Re: should setsid() create new bootstrap context?
Re: should setsid() create new bootstrap context?
- Subject: Re: should setsid() create new bootstrap context?
- From: Terry Lambert <email@hidden>
- Date: Fri, 3 Apr 2009 15:36:57 -0700
On Apr 3, 2009, at 12:42 PM, Bill Janssen wrote:
Damien Sorresso <email@hidden> wrote:
On Apr 3, 2009, at 11:32 AM, Bill Janssen wrote:
I think the root of my recent trouble with Darwin daemons is that I
expected a call to setsid() to create a new bootstrap context.
However,
it doesn't seem to do that. Is that a bug in Darwin?
Why would you expect this?
Well, perhaps I'm just confused about the mapping of POSIX "session"

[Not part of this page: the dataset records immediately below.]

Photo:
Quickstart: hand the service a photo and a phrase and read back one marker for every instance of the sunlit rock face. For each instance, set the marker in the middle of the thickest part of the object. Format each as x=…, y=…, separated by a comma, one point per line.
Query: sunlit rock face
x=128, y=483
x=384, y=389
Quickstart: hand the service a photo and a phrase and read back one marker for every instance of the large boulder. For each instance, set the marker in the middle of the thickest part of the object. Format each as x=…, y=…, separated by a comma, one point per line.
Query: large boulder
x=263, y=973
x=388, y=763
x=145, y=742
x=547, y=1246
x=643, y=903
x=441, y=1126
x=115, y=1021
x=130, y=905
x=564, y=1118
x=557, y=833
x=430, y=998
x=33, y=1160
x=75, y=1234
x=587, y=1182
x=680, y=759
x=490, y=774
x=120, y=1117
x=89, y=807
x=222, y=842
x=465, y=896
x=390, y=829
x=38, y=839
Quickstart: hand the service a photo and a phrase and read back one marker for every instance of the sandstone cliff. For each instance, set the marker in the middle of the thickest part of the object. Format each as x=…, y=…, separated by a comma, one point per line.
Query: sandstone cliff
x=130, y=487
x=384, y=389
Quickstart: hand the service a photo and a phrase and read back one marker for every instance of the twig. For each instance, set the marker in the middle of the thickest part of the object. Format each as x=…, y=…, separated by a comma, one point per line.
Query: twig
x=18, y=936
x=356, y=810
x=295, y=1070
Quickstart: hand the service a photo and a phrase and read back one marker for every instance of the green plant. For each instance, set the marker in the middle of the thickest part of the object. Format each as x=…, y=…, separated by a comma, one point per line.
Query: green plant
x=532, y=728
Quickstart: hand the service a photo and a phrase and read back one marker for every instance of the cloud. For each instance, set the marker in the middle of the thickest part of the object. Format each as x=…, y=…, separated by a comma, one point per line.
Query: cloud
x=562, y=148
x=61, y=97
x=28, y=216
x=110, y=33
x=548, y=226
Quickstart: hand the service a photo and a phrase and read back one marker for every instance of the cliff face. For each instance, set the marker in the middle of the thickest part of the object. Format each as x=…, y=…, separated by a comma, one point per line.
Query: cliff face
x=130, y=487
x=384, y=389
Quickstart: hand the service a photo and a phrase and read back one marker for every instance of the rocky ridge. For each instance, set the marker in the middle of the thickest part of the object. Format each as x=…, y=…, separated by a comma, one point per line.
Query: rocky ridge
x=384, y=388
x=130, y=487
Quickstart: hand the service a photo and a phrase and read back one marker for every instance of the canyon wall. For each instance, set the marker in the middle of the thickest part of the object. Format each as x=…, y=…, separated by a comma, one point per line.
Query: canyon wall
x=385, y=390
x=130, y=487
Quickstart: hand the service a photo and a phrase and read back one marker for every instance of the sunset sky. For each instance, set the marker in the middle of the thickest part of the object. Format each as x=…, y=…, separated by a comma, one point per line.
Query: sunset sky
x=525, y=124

onto Darwin. I thought the whole point of setsid() is to create a new
process group that was independent of the pre-setsid process group.
I'd
expect it to create a new bootstrap context that would also be
independent of the bootstrap context existing before setsid() was
called, so that that the process group in that parent session could be
terminated without affecting processes in the child session.
As it is, when I call
fork() ==> process B
setsid() ==> process group B
fork() ==> process C
exec()
as a non-root user from a bootstrap context which is then terminated
(say, an SSH login), I wind up with process C having a bad bootstrap
context. There are two possible reasons for this that I can see:
1. setsid() doesn't create a new bootstrap context for process
group B,
or
2. setsid() does create a new BC, but process B is the group leader,
and the termination of B destroys the new context, so C winds up
with an invalid BC.
I'd appreciate more insight into this...
POSIX sessions and launchd bootstrap sessions and Kerberos sessions
and windowServer sessions and loginWindow sessions and securityd
sessions and Common Criteria Auditing sessions, ..., are all
orthogonal things.
Except for POSIX sessions, they are almost all either mostly or
entirely user-space constructs in the imagination of various daemons,
so it's not really reasonable to expect that a POSIX system call
interface would do anything to anything but the POSIX session.
It's unfortunate that they are all confusingly named "* session" for
historical reasons, and it's unfortunate they they weren't treated as
nested containers from the start, but a lot of these things were
developed independently over time, and replacing the word "session"
with the word "container" wouldn't be any more helpful.
Without requiring a directed acyclic hierarchical relationship between
them, however, this situation just isn't going to get resolved; _with_
requiring it, you'd basically outlaw some existing, deployed use
models, which would be a bummer if you were one of the people who
depended on one of them, and it was suddenly yanked out from under you.